The Israel National Water Co., or Mekorot, is the main developer of Israel’s water management technologies. Its projects include the world’s largest reverse-osmosis desalination plant that began operating in 2006 in Ashdod, on the Mediterranean coast. The plant supplies five to six percent of Israel’s total water needs, or 13 percent of its domestic usage. The Administration for the Development of Sewage is currently overseeing the construction and planning of approximately 52 new sewage treatment plants around the country.
The Israeli Land Administration is responsible for 93 percent of the land of Israel.

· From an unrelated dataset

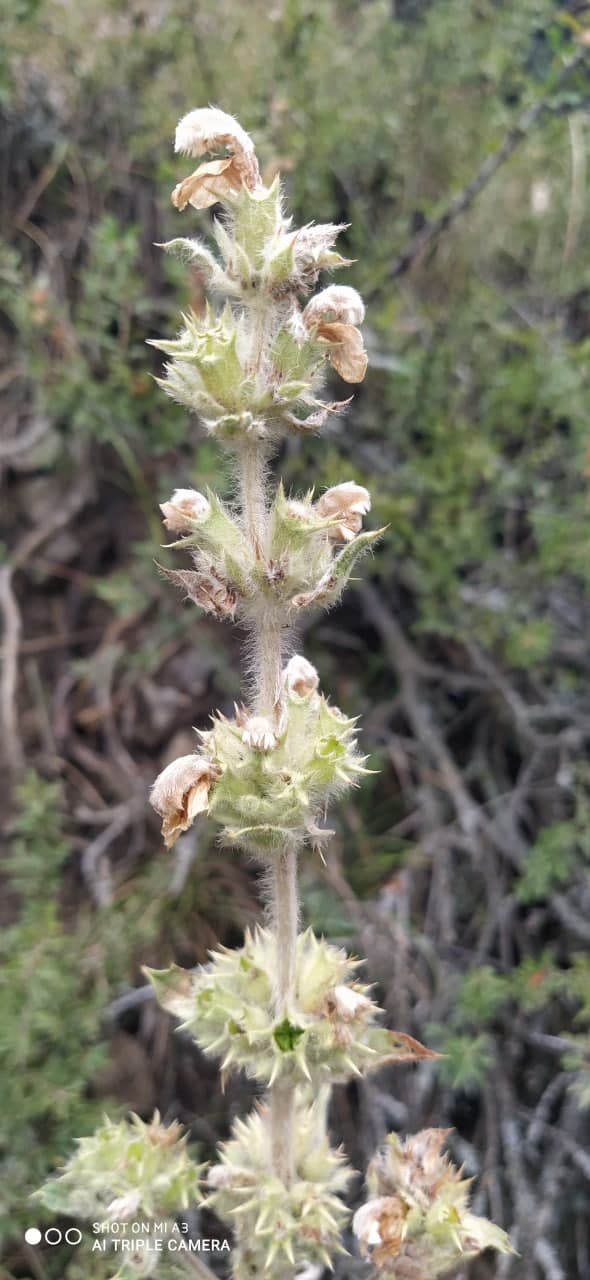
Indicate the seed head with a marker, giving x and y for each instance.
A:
(332, 316)
(209, 129)
(347, 503)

This land, owned by the Jewish National Fund and the Development Agency, can be leased for residential, agricultural or commercial usages for a term of either 49 or 98 years.
The Jewish National Fund also promotes Jewish immigration to Israel, and despite a 2005 High Court ruling that land administration cannot be carried out on the basis of ethnicity, the Israeli Land Administration rarely if ever leases land to Arabs.

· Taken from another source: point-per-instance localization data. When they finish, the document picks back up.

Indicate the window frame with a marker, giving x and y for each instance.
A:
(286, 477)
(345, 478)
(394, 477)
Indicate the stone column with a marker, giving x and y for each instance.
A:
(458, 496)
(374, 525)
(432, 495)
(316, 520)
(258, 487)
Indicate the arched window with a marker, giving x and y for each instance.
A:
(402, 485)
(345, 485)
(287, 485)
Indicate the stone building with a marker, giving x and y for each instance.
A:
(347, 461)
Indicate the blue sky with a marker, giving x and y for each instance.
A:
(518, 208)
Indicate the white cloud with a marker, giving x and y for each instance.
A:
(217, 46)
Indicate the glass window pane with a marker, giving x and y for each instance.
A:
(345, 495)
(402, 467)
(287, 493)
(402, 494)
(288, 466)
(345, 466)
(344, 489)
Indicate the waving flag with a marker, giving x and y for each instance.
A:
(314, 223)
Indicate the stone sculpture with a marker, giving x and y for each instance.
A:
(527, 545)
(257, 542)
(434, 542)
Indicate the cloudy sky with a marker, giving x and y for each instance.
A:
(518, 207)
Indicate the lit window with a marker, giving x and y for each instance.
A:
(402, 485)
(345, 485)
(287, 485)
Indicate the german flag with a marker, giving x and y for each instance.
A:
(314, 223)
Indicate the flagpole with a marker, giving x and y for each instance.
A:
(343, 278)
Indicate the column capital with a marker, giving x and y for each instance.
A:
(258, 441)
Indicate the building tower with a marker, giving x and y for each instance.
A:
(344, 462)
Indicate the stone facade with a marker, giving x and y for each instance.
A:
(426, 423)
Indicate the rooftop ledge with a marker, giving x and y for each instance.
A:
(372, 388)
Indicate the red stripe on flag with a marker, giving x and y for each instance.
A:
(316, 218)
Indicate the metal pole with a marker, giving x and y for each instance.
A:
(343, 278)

The Israeli government intends to invest NIS 3.5 billion over the next 25 years in strengthening public buildings against earthquakes, a serious threat to the region.
In 2010, Macro Center for Political Economics revealed in a study that the cost of construction in illegal West Bank settlements over the last 40 years was a total of USD 17.4 billion. The residential buildings involved the highest cost, nearly USD 13.7 billion (78 percent of the total). The cost of public institutions in the settlements was more than USD 1.1 billion, of which USD 380 million were invested in 644 educational institution and USD 318 million in sports facilities.
Between 2004 and 2008, 6657 new buildings were added to the settlements, 4379 new apartments and 1526 private houses were built. There is a trend that most of the construction in the West Bank settlements is taking place on the west side of the Wall. Between 2004-2008 the addition of the buildings on the west side was 5900, compared to 757 on the east side. According to the study, the explanation why there is much higher construction on the west side of the Wall, lies in the policies of the Israeli government until 2008.
As of 2006, there were no monopolies in the fixed telephone, cell phone, broadband Internet, or cable television industries. Nearly three million fixed landlines were in operation, while the cell phone industry comprised a total of 7.7 million customers. The largest telephone company is still the former monopoly Bezeq while only two major cable television providers are in operation. There are four cell phone providers and five major names in the broadband service industry.